Comments from last week: Copper set a small FO (Fake Out) of last Wednesday’s high, this second rejection of the $3.80 level. This small pattern has the potential to set lower prices in the days ahead.
The volatility reading has moved sharply above the 13 levels indicating forward pricing of PUT options is increasing. In general, lower equity prices or consolidation of equity prices is indicated as the reading remains above the 13 levels.
For continued support of equities, the XVI should move below the “13” level.
The cost of 3month forward PUT options is decreasing from recent elevated levels.
The XVI is the difference between the 3-month forward pricing of ETO Options against the current month.

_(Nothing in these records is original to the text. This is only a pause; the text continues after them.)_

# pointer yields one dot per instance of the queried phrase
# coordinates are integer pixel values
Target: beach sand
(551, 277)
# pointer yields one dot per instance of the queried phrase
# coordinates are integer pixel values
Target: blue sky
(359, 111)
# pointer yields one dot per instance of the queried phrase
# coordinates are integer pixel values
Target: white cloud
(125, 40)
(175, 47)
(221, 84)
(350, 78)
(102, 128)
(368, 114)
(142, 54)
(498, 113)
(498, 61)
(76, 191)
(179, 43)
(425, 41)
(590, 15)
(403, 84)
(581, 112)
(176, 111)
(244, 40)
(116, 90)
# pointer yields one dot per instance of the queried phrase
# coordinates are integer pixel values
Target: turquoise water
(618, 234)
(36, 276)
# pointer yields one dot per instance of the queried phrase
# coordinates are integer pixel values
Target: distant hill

As markets anticipate events, the forward-priced option volatility changes, hence as forwarding price changes, this “skew” in pricing is measured in this XVI.
The XVI value works as an inverse observation to the underlying market.
The close above the 110 level was quickly rejected last Friday, the potential now is for the DXY to enter into a consolidation phase above the 108 level. The underlying primary trend is UP. In the short term, a continued close above the 109 level may follow through higher very quickly.
The Relative Strength has turned higher in line with price movements and should now be monitored for further consolidation as the current reading is above the 50 levels but below the 70 levels. This will move lower to sideways should the price decline further, only a continued reading above the 50 levels would indicate continuing strong price momentum.
Comments from last week: Following last week’s early rally to test the 110 level the current decline is developing into a bullish flag pattern. The current OP (outside period) can mark the swing point higher. The underlying primary trend is up, this flag pattern is a continuation signal within this trend. Price targets from this level maybe 116.0.
Rejection of the $94 level and current support at $84.25. Last week the WTI contract set an OPd (outside period down close) price movement below this level would be very bearish in the short term. However, the OP bar has a high probability of posing a reversal signal, support at $84.25 must hold.
The RSI turning towards the 50 is a result of price consolidation, a move over this key level would signal increasing positive price momentum.
Comments from last week: Consolidation above the $84.25level and below the $94.0 level the larger range week closing above the open is s sign the buyers remain as price also closes outside of the short down trendline. Further a close above $94.0 would regain this level as support, current momentum does not suggest this will occur.